Foi muito abordado na altura e já aqui nesta Conferência foi aflorado, ainda que muito levemente, que na altura da aprovação deste novo regime de asilo, sobressaiu a questão de se eliminar o asilo por razões humanitárias que constava na Lei anterior a 1980.

Vejamos esta questão com cuidado: o asilo humanitário era uma faculdade que o Estado tinha - não há nenhum direito ao asilo por razões humanitárias. Não consta da Convenção de Genebra, não consta do nosso Texto Constitucional, não consta da generalidade dos Textos Constitucionais.

O Dr. Almeida Santos, com o brilhantismo que sempre o caracterizou, chamou a esta categoria, a esta figura jurídica, no debate de 1980, um salto à vara sobre o Texto Constitucional.

De facto, o asilo justifica-se, e está consagrado em todos os ordenamentos jurídicos, quando existe uma luta sobre determinados direitos, quais sejam, por exemplo a liberdade, e existindo uma perseguição concreta, por força dessa luta.

Contudo, quando há o receio, porque no país se vive uma situação de insegurança mas não há qualquer luta, simplesmente existe dela o receio, dado a situação ser má, não podemos procurar tutela para essa situação na Convenção de Genebra ou na Constituição Portuguesa. É o tal salto à vara sobre o Texto Constitucional.

Mas existe, (porque são valores que devem ter algum cuidado e em que o legislador deve também ponderar na sua aplicação) a consagração na Lei de 1980 a faculdade de nesses casos ser ou poder ser instituído o asilo por razões humanitárias, que se mantém na actual Lei, mas tão somente com um enquadramento jurídico concreto e diferente.

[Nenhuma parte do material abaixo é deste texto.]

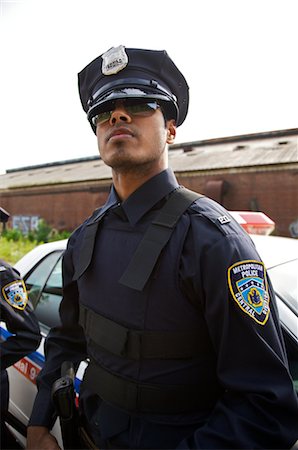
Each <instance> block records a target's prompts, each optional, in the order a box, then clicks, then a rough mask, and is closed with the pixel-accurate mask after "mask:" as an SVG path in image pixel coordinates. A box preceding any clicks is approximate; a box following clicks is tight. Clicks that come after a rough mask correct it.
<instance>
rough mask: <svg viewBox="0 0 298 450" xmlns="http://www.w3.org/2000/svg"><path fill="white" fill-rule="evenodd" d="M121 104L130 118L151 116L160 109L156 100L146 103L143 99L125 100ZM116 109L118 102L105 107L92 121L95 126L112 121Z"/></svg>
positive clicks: (113, 102) (108, 102)
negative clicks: (134, 116) (133, 116)
mask: <svg viewBox="0 0 298 450" xmlns="http://www.w3.org/2000/svg"><path fill="white" fill-rule="evenodd" d="M121 104H122V105H123V107H124V109H125V111H126V112H127V113H128V114H129V115H130V116H137V117H148V116H151V114H153V113H154V112H155V111H156V110H157V109H158V108H160V105H159V104H158V103H157V102H156V101H155V100H150V101H148V102H145V101H144V100H143V99H124V100H121ZM115 108H116V100H115V101H113V102H108V103H106V104H105V105H103V107H102V110H100V111H98V113H97V114H96V116H94V117H92V119H91V120H92V123H93V125H94V126H95V127H96V126H97V125H99V124H102V123H104V122H107V121H108V120H110V118H111V116H112V114H113V111H114V110H115Z"/></svg>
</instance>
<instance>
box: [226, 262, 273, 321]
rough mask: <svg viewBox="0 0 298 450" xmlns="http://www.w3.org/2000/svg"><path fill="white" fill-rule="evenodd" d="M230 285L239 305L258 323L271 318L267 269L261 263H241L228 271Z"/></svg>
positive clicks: (233, 266)
mask: <svg viewBox="0 0 298 450" xmlns="http://www.w3.org/2000/svg"><path fill="white" fill-rule="evenodd" d="M228 284H229V288H230V292H231V294H232V297H233V299H234V300H235V301H236V303H237V305H238V306H239V307H240V308H241V309H242V310H243V311H244V312H245V313H246V314H248V315H249V316H250V317H251V318H252V319H253V320H255V321H256V322H257V323H259V324H261V325H264V324H265V323H266V322H267V320H268V317H269V313H270V309H269V300H270V299H269V294H268V283H267V277H266V269H265V267H264V264H263V263H262V262H260V261H254V260H246V261H240V262H238V263H236V264H234V265H232V266H231V267H229V269H228Z"/></svg>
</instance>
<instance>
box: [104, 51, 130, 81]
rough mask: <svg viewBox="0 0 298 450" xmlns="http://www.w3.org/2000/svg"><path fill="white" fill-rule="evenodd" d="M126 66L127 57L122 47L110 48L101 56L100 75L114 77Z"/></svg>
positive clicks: (126, 54)
mask: <svg viewBox="0 0 298 450" xmlns="http://www.w3.org/2000/svg"><path fill="white" fill-rule="evenodd" d="M127 64H128V56H127V54H126V53H125V48H124V46H123V45H119V47H112V48H110V50H108V51H107V52H106V53H104V54H103V55H102V68H101V70H102V73H103V74H104V75H114V74H116V73H118V72H120V70H123V69H124V68H125V67H126V66H127Z"/></svg>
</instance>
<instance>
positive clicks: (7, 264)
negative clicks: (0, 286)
mask: <svg viewBox="0 0 298 450" xmlns="http://www.w3.org/2000/svg"><path fill="white" fill-rule="evenodd" d="M0 277H1V280H0V281H1V283H0V284H1V294H0V295H1V298H2V299H3V300H4V301H5V302H6V303H8V304H9V305H10V306H12V307H13V308H15V309H18V310H23V309H25V307H26V305H27V302H28V294H27V289H26V286H25V283H24V281H23V280H22V278H21V277H20V274H19V272H18V271H17V270H16V269H15V268H14V267H12V266H10V265H9V264H6V263H4V262H3V261H2V262H1V265H0Z"/></svg>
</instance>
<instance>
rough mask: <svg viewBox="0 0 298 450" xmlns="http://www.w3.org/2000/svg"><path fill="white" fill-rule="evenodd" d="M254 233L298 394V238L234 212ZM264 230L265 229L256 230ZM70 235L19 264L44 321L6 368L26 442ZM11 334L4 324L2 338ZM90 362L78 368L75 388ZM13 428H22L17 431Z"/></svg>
mask: <svg viewBox="0 0 298 450" xmlns="http://www.w3.org/2000/svg"><path fill="white" fill-rule="evenodd" d="M231 214H232V215H233V216H234V217H235V218H236V219H237V220H238V221H239V222H240V223H241V224H242V226H243V227H244V228H245V229H246V230H247V231H248V232H250V233H255V234H251V237H252V239H253V241H254V242H255V245H256V247H257V249H258V251H259V253H260V256H261V258H262V259H263V261H264V263H265V265H266V267H267V269H268V273H269V275H270V278H271V281H272V283H273V286H274V290H275V292H276V298H277V303H278V308H279V313H280V320H281V324H282V327H283V331H284V336H285V344H286V348H287V353H288V357H289V363H290V370H291V373H292V376H293V379H294V384H295V389H296V391H297V395H298V326H297V323H298V292H297V291H298V280H297V276H298V240H295V239H293V238H285V237H277V236H270V235H269V234H270V233H271V232H272V230H273V228H274V222H272V221H271V220H270V219H268V218H267V216H262V213H260V214H261V215H260V214H259V215H258V214H257V215H256V213H250V214H249V215H248V213H244V214H243V213H242V212H237V211H234V212H231ZM256 233H261V234H256ZM66 244H67V240H62V241H57V242H52V243H48V244H43V245H39V246H37V247H36V248H35V249H33V250H32V251H30V252H29V253H28V254H26V255H25V256H24V257H23V258H22V259H21V260H20V261H18V263H17V264H15V267H16V268H17V269H18V270H19V271H20V273H21V274H22V276H23V278H24V280H25V282H26V285H27V288H28V291H29V296H30V299H31V301H32V303H33V305H34V307H35V312H36V315H37V317H38V320H39V322H40V327H41V333H42V335H43V340H42V343H41V345H40V347H39V348H38V350H37V351H36V352H34V353H33V354H31V355H29V356H27V357H25V358H22V359H21V360H20V361H18V362H17V363H16V364H15V365H14V366H13V367H11V368H9V369H8V373H9V380H10V404H9V411H10V417H9V422H10V424H11V425H12V427H13V429H14V433H15V434H16V435H17V437H18V440H19V441H20V443H21V444H22V445H25V438H24V436H25V432H26V424H27V423H28V419H29V416H30V412H31V409H32V406H33V402H34V397H35V394H36V377H37V375H38V373H39V372H40V370H41V368H42V366H43V364H44V350H43V341H44V338H45V337H46V335H47V333H48V332H49V329H50V328H51V327H52V326H54V325H56V324H58V323H59V320H60V319H59V312H58V309H59V304H60V301H61V298H62V265H61V262H62V254H63V251H64V250H65V247H66ZM7 335H8V332H7V330H6V329H5V326H4V325H3V324H1V338H2V339H3V338H4V339H5V338H6V337H7ZM85 367H86V362H83V363H81V365H80V368H79V370H78V372H77V374H76V380H75V385H76V390H77V391H79V387H80V380H81V379H82V375H83V372H84V369H85ZM15 430H18V431H17V433H16V432H15ZM53 433H54V434H55V436H56V437H57V439H58V442H59V444H60V445H61V447H62V440H61V433H60V427H59V424H58V422H56V424H55V427H54V429H53Z"/></svg>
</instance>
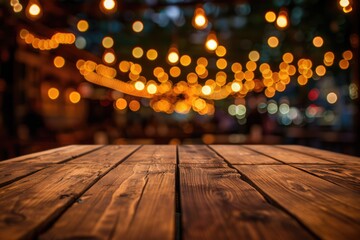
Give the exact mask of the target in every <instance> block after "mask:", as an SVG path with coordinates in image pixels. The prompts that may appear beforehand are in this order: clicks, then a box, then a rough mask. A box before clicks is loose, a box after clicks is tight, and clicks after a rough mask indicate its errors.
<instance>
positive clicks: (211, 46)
mask: <svg viewBox="0 0 360 240" xmlns="http://www.w3.org/2000/svg"><path fill="white" fill-rule="evenodd" d="M205 47H206V49H207V50H208V51H211V52H212V51H215V50H216V48H217V47H218V41H217V38H216V35H215V33H214V32H210V33H209V35H208V36H207V38H206V43H205Z"/></svg>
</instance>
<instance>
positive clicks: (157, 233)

Entendeu-se, porque dado o mais aprofundado estudo jurídico e científico que se fez sobre a matéria e para a qual contribuíram diversos especialistas, que, de facto, estavam a violar-se os diversos princípios constitucionais e internacionais, entendendo-se que deveria ter um outro entendimento concreto. O enquadramento é a tal autorização de residência, nos termos do artigo 64º da Lei de Entrada e Saída de Estrangeiros.

É, pois, desta forma, uma autorização de residência por motivos excepcionalmente relevantes que podem ser os pressupostos fácticos.

Apenas acontece, por conseguinte, que foi dado um enquadramento jurídico diferente, sendo hoje relativamente consensual em face dos estudos sobre a natureza do Direito de Asilo, sobre as suas características e especificidades próprias deste tipo de asilo por razões humanitárias, e que é melhor enquadrado em termos jurídicos, sendo esta a forma mais adequada e mais correcta.

1 Deputado à Assembleia da República, Grupo Parlamentar do PSD.